The comparison of the revascularization of the subclavian artery versus revascularization of the native LAD is shown in Table 1, which is the main lesson from this challenging case. At our institution, the subclavian artery is routinely assessed for stenosis prior to CABG; however, this varies by surgeon preference. The American College of Cardiology and American Heart Association have not released guidelines on the management of CSSS. The European Society of Cardiology 2017 guidelines recommend endovascular revascularization in symptomatic patients at a class I, evidence C level . In patients for whom the ostium of vertebral arteries and IMA is in close proximity to subclavian artery stenosis and plaque migration is a concern, there remains an option for surgical revascularization . Plaque migration and embolization of contents can be devastating, with vertebral embolization resulting in posterior circulation stroke, and IMA embolization resulting in graft closure or myocardial infarction [8,9]. Medical therapy following intervention regardless of approach must be focused on management of cardiovascular comorbidities to prevent further disease progression.
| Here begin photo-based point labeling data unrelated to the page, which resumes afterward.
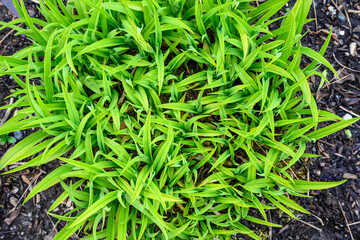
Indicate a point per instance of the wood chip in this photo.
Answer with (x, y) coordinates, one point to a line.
(38, 198)
(353, 50)
(349, 176)
(12, 217)
(13, 201)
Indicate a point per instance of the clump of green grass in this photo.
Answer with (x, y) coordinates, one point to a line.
(172, 118)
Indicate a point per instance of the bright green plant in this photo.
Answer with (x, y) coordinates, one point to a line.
(4, 139)
(172, 118)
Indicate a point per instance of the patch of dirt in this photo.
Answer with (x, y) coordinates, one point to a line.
(332, 210)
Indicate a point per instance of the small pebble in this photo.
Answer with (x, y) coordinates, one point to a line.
(349, 176)
(14, 190)
(26, 223)
(347, 117)
(18, 135)
(342, 17)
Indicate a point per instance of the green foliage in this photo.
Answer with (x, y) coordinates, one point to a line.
(173, 119)
(4, 139)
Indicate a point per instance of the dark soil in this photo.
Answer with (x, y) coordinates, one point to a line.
(332, 210)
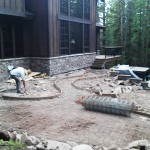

After careful consideration of the patient’s native coronary anatomy and steal physiology, close proximity of the subclavian plaque with concerns of plaque migration, and acute presentation, the intervention of the native LAD 80% lesion was done with placement of a 2.75×16-mm drug-eluting stent. The patient’s immediate course after the procedure was uncomplicated, with no further episodes of chest pain or ventricular tachycardia. The patient was followed by the Cardiology Department in the outpatient setting for monitoring and to discuss staged subclavian artery intervention in the near future.
This report has shown that in patients who present with symptoms of acute coronary syndrome and a history of CABG involving the LIMA, the possibility of CSSS should be considered and investigated by coronary artery imaging so that diagnosis and management are not delayed. Medical therapy of comorbidities is crucial in these patients to minimize risk of disease progression.
FiguresFigure 1.. Right anterior oblique cranial view angiogram demonstrating high degree stenosis of the mid left anterior descending artery (red arrow) and reversal of flow through the left anterior descending artery and left internal mammary artery bypass graft (black arrow). Figure 2.. Right anterior oblique angiogram of the patient’s left subclavian artery demonstrating high-grade stenosis proximal to the patient’s left internal mammary artery (LIMA) bypass graft (red arrow). There is competitive flow within the LIMA, indicating flow reversal (black arrow).